Find the image of function $f$ (without calculus)

Question

We have the function $f:R->R$, $f(x)=sin^{2n}(x)+cos^{2n}(x)$, where $n\geq1$ natural number. Find the image of $f$. I did the problem with calculus and the image is $[2^{1-n},1]$, but I want to solve it only using inequalities. I used AM-GM inequality I got $f(x)\geq 2^{1-n}sin^{n}(2x)$. We can see that the equality holds when $x=\pi/4$. The idea with AM-GM looks too good.

Answer 1

Since $n\geq1$, we obtain: $$f(x)\leq\sin^2x+\cos^2x=1.$$ The equality occurs for $x=0$, which says that we got a maximal value.

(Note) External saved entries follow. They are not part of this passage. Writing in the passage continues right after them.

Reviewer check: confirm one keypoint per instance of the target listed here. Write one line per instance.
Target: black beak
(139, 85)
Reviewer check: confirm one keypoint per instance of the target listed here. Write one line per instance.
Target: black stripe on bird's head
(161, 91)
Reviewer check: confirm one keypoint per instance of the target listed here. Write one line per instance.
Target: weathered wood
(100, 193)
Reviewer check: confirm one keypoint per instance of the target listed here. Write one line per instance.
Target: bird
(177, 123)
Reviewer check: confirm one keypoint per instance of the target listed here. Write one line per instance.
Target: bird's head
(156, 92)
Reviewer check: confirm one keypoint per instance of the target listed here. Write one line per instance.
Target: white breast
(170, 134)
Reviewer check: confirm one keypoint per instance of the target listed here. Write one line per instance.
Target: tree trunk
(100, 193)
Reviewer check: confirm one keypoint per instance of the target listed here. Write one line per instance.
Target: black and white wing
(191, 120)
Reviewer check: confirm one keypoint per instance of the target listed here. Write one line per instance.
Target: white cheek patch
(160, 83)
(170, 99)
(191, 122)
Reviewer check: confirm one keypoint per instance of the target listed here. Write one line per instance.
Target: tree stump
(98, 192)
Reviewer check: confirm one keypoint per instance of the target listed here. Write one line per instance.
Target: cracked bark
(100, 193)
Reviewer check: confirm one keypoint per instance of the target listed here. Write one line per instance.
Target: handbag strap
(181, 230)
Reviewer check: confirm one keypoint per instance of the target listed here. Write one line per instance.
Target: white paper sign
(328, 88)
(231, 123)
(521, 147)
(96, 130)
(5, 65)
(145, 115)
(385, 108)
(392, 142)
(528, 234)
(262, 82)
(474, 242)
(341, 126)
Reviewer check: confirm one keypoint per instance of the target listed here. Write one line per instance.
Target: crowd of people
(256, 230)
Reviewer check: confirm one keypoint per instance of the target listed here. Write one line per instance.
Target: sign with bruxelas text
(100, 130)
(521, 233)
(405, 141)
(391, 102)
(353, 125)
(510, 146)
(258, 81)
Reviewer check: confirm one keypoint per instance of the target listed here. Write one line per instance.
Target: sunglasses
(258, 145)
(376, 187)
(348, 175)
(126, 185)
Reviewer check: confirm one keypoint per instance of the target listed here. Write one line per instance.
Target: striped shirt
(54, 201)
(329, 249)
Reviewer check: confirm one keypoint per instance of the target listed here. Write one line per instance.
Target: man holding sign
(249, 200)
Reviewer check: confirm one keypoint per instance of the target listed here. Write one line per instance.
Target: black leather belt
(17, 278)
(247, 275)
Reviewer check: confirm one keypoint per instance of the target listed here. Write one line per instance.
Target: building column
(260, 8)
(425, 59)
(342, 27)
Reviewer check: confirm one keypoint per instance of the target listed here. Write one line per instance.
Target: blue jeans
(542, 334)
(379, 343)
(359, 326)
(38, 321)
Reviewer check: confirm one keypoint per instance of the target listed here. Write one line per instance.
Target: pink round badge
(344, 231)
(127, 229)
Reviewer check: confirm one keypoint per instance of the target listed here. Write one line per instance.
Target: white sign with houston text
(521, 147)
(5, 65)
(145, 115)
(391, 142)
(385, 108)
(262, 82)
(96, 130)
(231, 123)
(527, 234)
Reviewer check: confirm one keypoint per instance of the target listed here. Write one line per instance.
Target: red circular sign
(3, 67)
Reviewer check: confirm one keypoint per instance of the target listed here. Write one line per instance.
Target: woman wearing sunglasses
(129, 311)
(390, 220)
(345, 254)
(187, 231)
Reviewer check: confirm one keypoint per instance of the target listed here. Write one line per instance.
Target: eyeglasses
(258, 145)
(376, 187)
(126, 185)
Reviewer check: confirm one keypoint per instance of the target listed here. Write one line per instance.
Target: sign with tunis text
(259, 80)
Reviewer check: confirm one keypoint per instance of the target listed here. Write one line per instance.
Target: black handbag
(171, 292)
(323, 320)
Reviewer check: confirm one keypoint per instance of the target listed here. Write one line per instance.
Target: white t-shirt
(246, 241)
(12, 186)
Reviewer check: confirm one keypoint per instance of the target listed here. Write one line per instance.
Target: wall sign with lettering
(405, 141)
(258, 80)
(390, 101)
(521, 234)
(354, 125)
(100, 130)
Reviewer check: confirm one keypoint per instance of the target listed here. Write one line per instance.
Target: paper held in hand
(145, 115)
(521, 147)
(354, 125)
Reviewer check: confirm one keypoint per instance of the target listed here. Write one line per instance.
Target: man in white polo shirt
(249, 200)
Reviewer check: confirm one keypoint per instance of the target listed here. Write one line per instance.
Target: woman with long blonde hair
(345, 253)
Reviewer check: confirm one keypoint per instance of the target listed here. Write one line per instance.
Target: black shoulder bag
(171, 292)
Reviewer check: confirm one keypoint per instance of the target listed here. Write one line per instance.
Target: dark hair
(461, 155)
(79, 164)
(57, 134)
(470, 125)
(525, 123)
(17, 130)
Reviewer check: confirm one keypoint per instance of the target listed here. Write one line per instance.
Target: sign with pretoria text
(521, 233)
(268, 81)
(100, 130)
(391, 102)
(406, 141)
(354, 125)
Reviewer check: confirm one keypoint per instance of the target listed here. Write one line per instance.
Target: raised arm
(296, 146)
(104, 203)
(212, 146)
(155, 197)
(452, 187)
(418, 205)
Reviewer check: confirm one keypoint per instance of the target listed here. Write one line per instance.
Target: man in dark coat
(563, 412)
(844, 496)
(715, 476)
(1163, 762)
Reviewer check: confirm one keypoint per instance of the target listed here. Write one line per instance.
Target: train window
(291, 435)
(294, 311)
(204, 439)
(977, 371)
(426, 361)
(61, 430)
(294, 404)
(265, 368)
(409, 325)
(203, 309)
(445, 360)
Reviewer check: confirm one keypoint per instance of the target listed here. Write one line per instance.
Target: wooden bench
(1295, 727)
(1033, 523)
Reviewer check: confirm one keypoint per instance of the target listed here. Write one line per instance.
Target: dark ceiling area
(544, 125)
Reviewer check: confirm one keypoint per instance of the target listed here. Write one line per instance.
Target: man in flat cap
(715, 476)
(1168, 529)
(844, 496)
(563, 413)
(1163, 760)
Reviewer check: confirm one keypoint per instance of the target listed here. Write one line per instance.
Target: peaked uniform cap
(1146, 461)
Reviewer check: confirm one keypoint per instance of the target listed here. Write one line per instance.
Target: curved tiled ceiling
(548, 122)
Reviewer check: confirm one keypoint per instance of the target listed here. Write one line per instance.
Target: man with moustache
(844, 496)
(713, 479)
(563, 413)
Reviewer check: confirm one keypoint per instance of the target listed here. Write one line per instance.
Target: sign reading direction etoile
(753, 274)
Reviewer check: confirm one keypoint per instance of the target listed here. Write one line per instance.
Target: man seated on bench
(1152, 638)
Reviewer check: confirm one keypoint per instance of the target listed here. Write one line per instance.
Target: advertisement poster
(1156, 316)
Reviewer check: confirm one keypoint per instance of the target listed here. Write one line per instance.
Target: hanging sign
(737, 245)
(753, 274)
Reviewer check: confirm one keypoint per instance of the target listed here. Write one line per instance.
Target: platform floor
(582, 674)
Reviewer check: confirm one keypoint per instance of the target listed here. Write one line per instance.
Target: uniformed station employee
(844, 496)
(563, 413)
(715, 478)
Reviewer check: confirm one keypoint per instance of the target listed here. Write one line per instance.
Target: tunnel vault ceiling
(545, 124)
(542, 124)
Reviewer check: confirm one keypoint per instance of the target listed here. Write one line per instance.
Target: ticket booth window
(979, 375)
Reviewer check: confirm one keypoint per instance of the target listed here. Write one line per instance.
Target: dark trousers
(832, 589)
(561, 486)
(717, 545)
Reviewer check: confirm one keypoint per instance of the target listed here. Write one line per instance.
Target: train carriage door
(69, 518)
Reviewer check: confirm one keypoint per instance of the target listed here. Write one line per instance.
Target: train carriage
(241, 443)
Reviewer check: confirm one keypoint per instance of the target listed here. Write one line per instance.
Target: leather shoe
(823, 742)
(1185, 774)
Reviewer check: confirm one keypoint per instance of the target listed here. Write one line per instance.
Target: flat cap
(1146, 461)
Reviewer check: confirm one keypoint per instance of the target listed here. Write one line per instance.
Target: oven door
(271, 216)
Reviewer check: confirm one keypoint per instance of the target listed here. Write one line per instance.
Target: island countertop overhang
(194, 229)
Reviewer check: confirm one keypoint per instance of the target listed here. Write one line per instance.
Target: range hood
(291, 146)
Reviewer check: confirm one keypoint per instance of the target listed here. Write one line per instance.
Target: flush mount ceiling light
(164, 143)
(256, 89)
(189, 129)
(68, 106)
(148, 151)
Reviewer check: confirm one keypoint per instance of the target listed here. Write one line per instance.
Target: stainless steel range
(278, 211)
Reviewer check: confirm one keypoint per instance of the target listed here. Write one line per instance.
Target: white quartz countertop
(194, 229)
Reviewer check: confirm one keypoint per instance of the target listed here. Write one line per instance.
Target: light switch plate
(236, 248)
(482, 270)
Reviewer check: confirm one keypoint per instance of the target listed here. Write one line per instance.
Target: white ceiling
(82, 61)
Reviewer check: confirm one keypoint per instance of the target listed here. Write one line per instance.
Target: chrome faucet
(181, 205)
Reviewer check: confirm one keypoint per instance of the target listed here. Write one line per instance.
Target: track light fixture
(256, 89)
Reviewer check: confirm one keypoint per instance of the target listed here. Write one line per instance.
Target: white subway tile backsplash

Also, for $n\geq2$ by Holder $$f(x)=\frac{(1+1)^{\frac{n}{2}-1}\left(\sin^{2n}x+\cos^{2n}x\right)}{2^{\frac{n}{2}-1}}\geq\frac{\left(\sin^4{x}+\cos^4x\right)^{\frac{n}{2}}}{2^{\frac{n}{2}-1}}\geq\frac{\left(\frac{1}{2}\right)^{\frac{n}{2}}}{2^{\frac{n}{2}-1}}=2^{1-n}.$$ The equality occurs for $x=45^{\circ},$ which says that we got a minimal value.

Answer 2

HINT AND COMMENT.- Rationalizing with the tangent, $t$, we have $$\sin^2(x)=\frac{t^2}{1+t^2}; \cos^2(x)=\frac{1}{1+t^2}$$ so we have to bound the function $$f(t)=\frac{t^{2n}+1}{(t^2+1)^n}$$Note that $f(0)=1$ and $f(1)=\dfrac{1}{2^{n-1}}$ and prove that $$\dfrac{1}{2^{n-1}}\le f(t)\le1$$ The part $f(t)\le1$ is obvious and only you have to prove $\dfrac{1}{2^{n-1}}\le f(t)$.